The same technology that has bred such convenience-focused customers can empower retailers to reduce wait times — or, more importantly, to reduce perceived wait times — which has a substantial, positive impact on their operations. Organizations such as Omobori have developed innovative platforms dedicated to just this research. Here are some top features retailers can consider implementing if they are serious about improving their customer queue experience:

  • Use an online booking service to allow customers to book specific time slots to visit. These systems can even be configured to recognize VIP customers and prioritize them. 
  • Provide ticketing confirmations to reduce customer anxiety regarding their services. 
  • Send appointment notifications via online systems. This way, customers can arrive only when it is their time to receive services and wait in locations other than the store, preventing pileups. 
  • Expedite customer admission by monitoring their booking confirmation instead of spending manhours sending confirmations.
  • Leverage technology to reduce perceived wait times. Ombori offers numerous solutions, including Digital Signage, Customer Remote, Selfie Mirror, Cashier Assistant, and Endless Aisle products. 

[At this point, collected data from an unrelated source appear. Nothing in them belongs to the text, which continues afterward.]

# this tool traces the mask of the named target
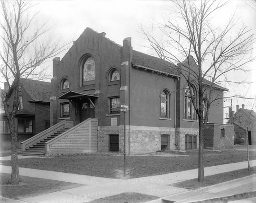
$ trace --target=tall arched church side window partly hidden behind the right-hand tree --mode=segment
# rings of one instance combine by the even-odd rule
[[[184,97],[184,119],[187,120],[196,120],[196,112],[192,103],[192,98],[196,103],[196,91],[195,87],[191,85],[192,92],[190,92],[189,88],[185,89],[185,97]]]

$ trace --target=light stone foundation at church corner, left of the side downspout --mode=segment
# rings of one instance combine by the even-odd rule
[[[161,150],[161,135],[169,135],[169,149],[175,150],[174,128],[126,126],[128,154]],[[109,135],[119,134],[119,151],[124,148],[124,127],[98,127],[98,151],[109,151]]]

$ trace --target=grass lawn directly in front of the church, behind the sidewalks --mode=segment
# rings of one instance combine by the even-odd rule
[[[189,156],[172,156],[172,155]],[[149,154],[150,155],[150,154]],[[126,167],[129,177],[147,177],[198,168],[198,150],[187,153],[165,151],[155,153],[159,156],[127,156]],[[168,155],[168,157],[166,157]],[[256,158],[256,152],[250,151],[250,159]],[[247,151],[242,150],[205,150],[204,167],[235,163],[247,160]],[[119,177],[123,169],[123,155],[118,153],[95,153],[52,156],[49,158],[19,159],[19,167],[58,171],[96,177]],[[10,166],[10,161],[0,161]]]

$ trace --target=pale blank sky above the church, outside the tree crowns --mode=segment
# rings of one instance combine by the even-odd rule
[[[239,20],[256,30],[256,3],[253,0],[231,0],[229,5],[221,9],[214,18],[214,23],[225,22],[235,11]],[[141,34],[140,27],[150,26],[152,18],[160,20],[168,12],[171,6],[169,0],[34,0],[37,3],[32,12],[40,11],[37,15],[37,23],[47,22],[47,26],[53,27],[50,35],[61,36],[64,41],[75,41],[86,27],[90,27],[98,33],[105,32],[106,37],[122,45],[126,37],[132,38],[134,50],[143,53],[152,53],[148,48],[149,43]],[[255,45],[256,47],[256,45]],[[66,52],[58,55],[60,58]],[[256,53],[254,53],[256,55]],[[52,59],[47,61],[51,66]],[[250,64],[256,69],[256,63]],[[256,71],[248,74],[247,80],[255,81]],[[232,95],[235,91],[247,95],[256,95],[256,82],[250,87],[229,88]],[[233,98],[233,110],[236,105],[245,104],[250,108],[251,100]],[[225,100],[224,106],[230,105],[230,99]],[[224,108],[228,112],[228,108]]]

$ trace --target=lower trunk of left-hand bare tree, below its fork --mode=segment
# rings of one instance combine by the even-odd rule
[[[18,171],[18,141],[15,129],[15,118],[13,124],[10,125],[11,134],[11,185],[19,184],[19,171]]]

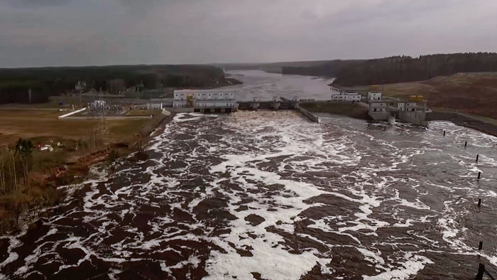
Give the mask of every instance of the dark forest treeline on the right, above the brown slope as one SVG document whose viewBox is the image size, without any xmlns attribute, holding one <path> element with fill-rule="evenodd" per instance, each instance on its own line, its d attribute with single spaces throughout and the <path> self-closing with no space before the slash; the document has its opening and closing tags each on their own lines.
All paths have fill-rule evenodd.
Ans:
<svg viewBox="0 0 497 280">
<path fill-rule="evenodd" d="M 283 68 L 283 74 L 336 77 L 337 85 L 380 85 L 429 80 L 457 72 L 497 71 L 497 53 L 393 56 L 372 60 L 333 60 L 305 68 Z"/>
</svg>

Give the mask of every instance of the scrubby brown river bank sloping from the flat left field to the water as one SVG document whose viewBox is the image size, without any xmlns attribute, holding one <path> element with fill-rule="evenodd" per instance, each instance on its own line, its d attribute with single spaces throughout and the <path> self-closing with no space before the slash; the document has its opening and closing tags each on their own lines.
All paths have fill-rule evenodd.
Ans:
<svg viewBox="0 0 497 280">
<path fill-rule="evenodd" d="M 16 173 L 11 172 L 16 171 L 16 166 L 22 166 L 22 161 L 12 157 L 11 165 L 6 168 L 5 163 L 7 162 L 2 158 L 0 165 L 2 178 L 0 235 L 30 225 L 33 220 L 38 218 L 42 212 L 40 210 L 60 203 L 65 199 L 66 194 L 59 190 L 59 187 L 82 183 L 87 179 L 90 168 L 95 164 L 105 161 L 110 163 L 136 151 L 142 151 L 143 146 L 151 139 L 153 131 L 165 126 L 173 119 L 173 116 L 172 113 L 158 114 L 143 124 L 135 136 L 104 146 L 96 146 L 93 149 L 77 149 L 77 151 L 65 150 L 37 154 L 37 157 L 31 160 L 33 161 L 31 165 L 34 166 L 33 170 L 26 171 L 26 173 L 23 170 L 23 174 L 26 176 L 22 179 L 19 176 L 16 178 Z M 3 155 L 7 154 L 3 153 Z M 43 157 L 39 158 L 40 155 Z M 53 160 L 53 157 L 58 159 Z M 140 158 L 137 156 L 136 159 Z M 43 168 L 39 166 L 43 166 Z M 50 214 L 49 212 L 43 213 L 43 215 Z"/>
</svg>

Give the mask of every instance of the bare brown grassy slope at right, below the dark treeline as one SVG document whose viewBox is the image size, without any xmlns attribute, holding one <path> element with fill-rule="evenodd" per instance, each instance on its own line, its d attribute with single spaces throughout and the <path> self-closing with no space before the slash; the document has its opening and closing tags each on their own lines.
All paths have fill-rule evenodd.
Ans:
<svg viewBox="0 0 497 280">
<path fill-rule="evenodd" d="M 423 95 L 432 109 L 497 119 L 497 72 L 384 85 L 383 92 L 388 97 Z"/>
</svg>

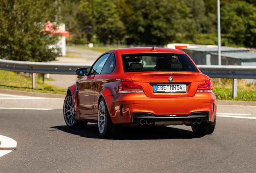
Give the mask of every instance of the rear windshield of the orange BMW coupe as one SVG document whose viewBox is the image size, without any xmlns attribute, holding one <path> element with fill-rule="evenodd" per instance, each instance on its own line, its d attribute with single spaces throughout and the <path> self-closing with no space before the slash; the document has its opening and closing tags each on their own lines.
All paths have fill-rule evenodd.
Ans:
<svg viewBox="0 0 256 173">
<path fill-rule="evenodd" d="M 122 55 L 124 72 L 192 71 L 198 72 L 186 54 L 138 53 Z"/>
</svg>

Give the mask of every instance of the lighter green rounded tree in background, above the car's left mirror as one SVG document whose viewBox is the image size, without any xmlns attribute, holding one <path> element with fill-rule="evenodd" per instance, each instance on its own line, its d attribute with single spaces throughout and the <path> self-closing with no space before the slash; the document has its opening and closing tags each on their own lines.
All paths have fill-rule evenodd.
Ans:
<svg viewBox="0 0 256 173">
<path fill-rule="evenodd" d="M 115 43 L 124 36 L 124 24 L 112 0 L 81 0 L 81 12 L 87 17 L 87 26 L 103 44 Z"/>
</svg>

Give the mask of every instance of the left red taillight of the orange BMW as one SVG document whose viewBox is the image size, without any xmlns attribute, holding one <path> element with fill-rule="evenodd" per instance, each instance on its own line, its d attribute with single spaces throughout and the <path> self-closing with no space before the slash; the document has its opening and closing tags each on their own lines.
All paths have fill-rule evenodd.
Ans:
<svg viewBox="0 0 256 173">
<path fill-rule="evenodd" d="M 120 82 L 118 84 L 120 94 L 124 93 L 144 93 L 140 85 L 135 85 L 132 82 Z"/>
</svg>

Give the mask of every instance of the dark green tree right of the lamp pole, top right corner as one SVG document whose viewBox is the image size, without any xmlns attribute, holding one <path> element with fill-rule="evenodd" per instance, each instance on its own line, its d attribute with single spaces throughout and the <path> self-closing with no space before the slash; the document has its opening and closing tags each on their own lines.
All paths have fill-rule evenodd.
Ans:
<svg viewBox="0 0 256 173">
<path fill-rule="evenodd" d="M 221 33 L 237 46 L 256 47 L 256 8 L 243 1 L 223 6 Z"/>
</svg>

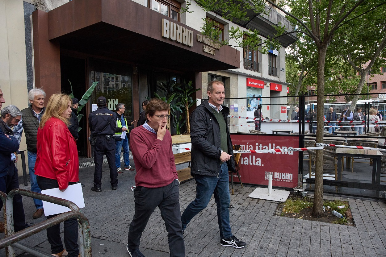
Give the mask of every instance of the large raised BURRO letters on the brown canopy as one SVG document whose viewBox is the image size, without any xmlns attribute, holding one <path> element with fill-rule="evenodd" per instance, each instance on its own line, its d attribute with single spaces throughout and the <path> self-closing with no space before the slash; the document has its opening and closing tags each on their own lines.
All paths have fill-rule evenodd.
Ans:
<svg viewBox="0 0 386 257">
<path fill-rule="evenodd" d="M 162 36 L 186 46 L 193 46 L 193 31 L 162 19 Z"/>
</svg>

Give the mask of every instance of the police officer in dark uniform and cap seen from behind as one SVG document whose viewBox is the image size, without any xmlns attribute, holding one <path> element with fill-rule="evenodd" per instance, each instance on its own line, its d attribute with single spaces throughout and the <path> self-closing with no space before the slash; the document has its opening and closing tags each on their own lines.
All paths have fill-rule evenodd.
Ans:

If they leverage these tools well, retailers will benefit from improved services, directly affecting their overall operations:

  • Reduced line waiting times. Spreading out the usual rush by using appointment slots and ticketing helps prevent overwhelmed staff and pileups of customers, which means nobody ever waits in a long time. 
  • Increase sales. Tools like the Endless Aisle turn dead waiting time into an opportunity for customers to discover new products and make last-minute purchases, boosting revenue. 
  • Improve health and safety. Less dense crowding means less congestion and opportunity for accidents and illness — this is too obvious the benefit of both staff and customers. 
  • Provide transparency regarding wait times. Maister’s research is clear: Uncertain wait times feel longer than specific, finite wait times. Customers who know what to expect are less likely to feel indignant or misled. A company that provides transparency and communicates clearly about current wait times is making a worthy investment in customer experience. 
  • Improve staff management and staff satisfaction. When staff feel fulfilled and appreciated, they are more invested in meeting the needs of customers. Strong management and a cared-for retail team make a big difference in the goodwill that customers feel, even if they have to wait for that quality service experience. 
  • Provide analytical data to continuously advance operations. Ombori’s data tools turn oceans of numbers into actionable data. By leveraging it, retailers can improve the flow of traffic in their stores. 

What Retailers Should Consider Moving through 2021

COVID-19 has had a significant impact on all retailers.

Consumers became accustomed to new services, and the expectation of seamless online ordering, expedited pick-ups, and home delivery has become a new normal. After living in this environment for over a year, research suggests that customer expectations will remain similar to what they have experienced recently, even in a post-pandemic world. As a result, retailers must continue to adopt queue management solutions, such as Ombori’s, in the post-COVID world.